Pénaliste de renom et ardent défenseur des libertés, Henri Leclerc redoute qu’en permettant de cibler non plus uniquement les coupables mais les suspects, en restreignant les libertés et en alimentant les suspicions, la nouvelle loi antiterroriste s’apparente davantage à une menace pour nos fondamentaux démocratiques qu’à un outil de sécurité collective. Explications.

Décideurs.  À plusieurs reprises vous vous êtes exprimé contre la prolongation de l’état d’urgence ; pourquoi ?

Henri Leclerc. Tout d’abord parce que cette législation d’exception n’a pas suffi à éradiquer la menace terroriste. On le voit avec l’actualité terrible des derniers jours : les attaques se poursuivent. Bien sûr plusieurs attentats ont été déjoués, mais par des méthodes de police et de renseignement classiques, indépendantes de l’état d’urgence. Ensuite parce que je ne pense pas qu’il soit nécessaire de restreindre les libertés pour lutter avec efficacité contre le terrorisme.

Au-delà de considérer l’état d’urgence inefficace, diriez-vous qu’il comporte des risques ?

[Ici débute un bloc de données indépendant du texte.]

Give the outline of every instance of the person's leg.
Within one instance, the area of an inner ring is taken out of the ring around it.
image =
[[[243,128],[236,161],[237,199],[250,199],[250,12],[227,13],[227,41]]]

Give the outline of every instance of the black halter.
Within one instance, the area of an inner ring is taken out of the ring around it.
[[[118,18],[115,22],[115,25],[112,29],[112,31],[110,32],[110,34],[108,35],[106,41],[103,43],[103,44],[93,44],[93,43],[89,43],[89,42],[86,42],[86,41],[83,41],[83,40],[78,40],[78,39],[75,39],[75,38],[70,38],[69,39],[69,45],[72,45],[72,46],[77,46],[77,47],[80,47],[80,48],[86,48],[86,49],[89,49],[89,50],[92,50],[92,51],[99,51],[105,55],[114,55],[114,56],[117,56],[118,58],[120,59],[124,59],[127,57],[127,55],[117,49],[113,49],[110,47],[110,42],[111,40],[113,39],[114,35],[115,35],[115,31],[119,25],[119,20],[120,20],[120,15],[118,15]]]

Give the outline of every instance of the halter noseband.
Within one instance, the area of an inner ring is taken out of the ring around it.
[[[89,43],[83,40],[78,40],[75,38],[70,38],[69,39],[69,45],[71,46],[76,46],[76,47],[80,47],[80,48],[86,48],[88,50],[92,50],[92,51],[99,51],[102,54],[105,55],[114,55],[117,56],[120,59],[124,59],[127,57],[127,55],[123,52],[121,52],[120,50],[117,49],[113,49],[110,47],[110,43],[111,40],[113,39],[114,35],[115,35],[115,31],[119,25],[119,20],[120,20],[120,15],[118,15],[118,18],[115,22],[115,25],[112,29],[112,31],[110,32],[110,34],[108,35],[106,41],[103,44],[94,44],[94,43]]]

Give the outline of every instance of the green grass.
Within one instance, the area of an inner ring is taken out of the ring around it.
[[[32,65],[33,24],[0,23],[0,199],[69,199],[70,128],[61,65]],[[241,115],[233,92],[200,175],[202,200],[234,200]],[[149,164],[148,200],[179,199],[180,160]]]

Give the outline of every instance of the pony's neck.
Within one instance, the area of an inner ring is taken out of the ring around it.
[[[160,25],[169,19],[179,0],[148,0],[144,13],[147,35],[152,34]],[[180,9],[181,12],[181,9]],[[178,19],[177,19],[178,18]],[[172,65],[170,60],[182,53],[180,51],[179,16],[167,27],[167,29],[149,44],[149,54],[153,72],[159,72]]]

C’est ce que je crois en effet. Selon moi, le choix de reconduire l’état d’urgence affaiblit la société démocratique. Par cette décision, le politique envoie au citoyen un message : la restriction des libertés est nécessaire à la garantie de votre sécurité. Or cette corrélation n’est pas établie.

Que pensez-vous de la loi antiterroriste ?

Je pense que le principal souci se trouve dans des mesures sécuritaires comme l’assignation à résidence, la surveillance électronique et les opérations de contrôle d’identité aux frontières qui consistent à restreindre les libertés de ceux que l’on juge suspects. Pour moi cette loi incite à la suspicion vis-à-vis d’une certaine catégorie de la population, composée de gens qui, quoi qu’on en dise, ont toujours le même profil et la même religion. L’idée n’est absolument pas de condamner toute forme de vigilance citoyenne – il y a quelques jours, c’est ce type de vigilance qui a permis de détecter la présence de bombonnes de gaz dans le 16ᵉ arrondissement de Paris ; être en alerte face à des situations anormales est parfaitement légitime. Ce qui me paraît inquiétant, c’est l’incitation implicite à dénoncer son voisin véhiculée par cette loi. Cela rappelle les périodes sombres de l’Occupation mais aussi de l’épuration, lorsque les dénonciations anonymes affluaient dans un flot répugnant.

Lorsque la loi s’abat sur des suspects et non plus seulement sur des coupables, on est face à un glissement du droit pénal

Vous dites voir dans cette loi un « glissement » du droit pénal. Qu’entendez-vous par là ?

Lorsque la loi s’abat sur des suspects et non plus seulement sur des coupables, on est face à un glissement du droit pénal, en effet, dans le sens où l’on ne punit plus seulement les infractions mais où l’on restreint les libertés de ceux que l’on estime susceptibles de commettre ces infractions.

Cela fait-il de la loi antiterroriste une loi antidémocratique ?

Non, la loi antiterroriste a été votée par le Parlement, elle est donc démocratique, bien évidemment, mais elle comporte des risques. Convaincre les gens qu’en réduisant les libertés de certains on augmentera la sécurité de tous peut porter atteinte aux fondements même de la société démocratique et faire reculer la confiance que l’on a en elle, ce qui est dangereux. L’objectif des terroristes est précisément de s’en prendre à notre société démocratique. Si, dans la réponse qu’elle apporte à cette menace, la société démocratique restreint son propre espace, alors l’objectif de ceux qui nous attaquent se trouve en partie atteint.

Pourquoi ce choix du gouvernement selon vous ?

Le souci du gouvernement consiste à rassurer la population, à lui donner un sentiment de sécurité. Car tout gouvernement craint de se voir un jour reprocher de ne pas avoir tout fait pour empêcher un drame. C’est pourquoi chaque gouvernement répond à la menace par des mesures supplémentaires  et que l’on aboutit à une forme de surenchère sécuritaire.

Quelle réponse souhaiteriez-vous voir privilégiée par le politique ?

Le sujet est évidemment extrêmement difficile, mais pour commencer je dirais qu’il faut cesser de restreindre le budget accordé à la police et lui redonner des moyens et des hommes supplémentaires. Ensuite, je pense qu’il est urgent de repenser l’état de nos prisons qui, pour l’heure, sont des lieux de pourrissement. Des lieux où les petits délinquants s’endurcissent et même, depuis quelques années, se radicalisent. Il s’agit là d’un problème majeur qui requiert une réflexion nationale. Pour ma part je n’ai pas de réelle proposition à formuler, uniquement une certitude : il faut traiter humainement les gens que l’on réprime.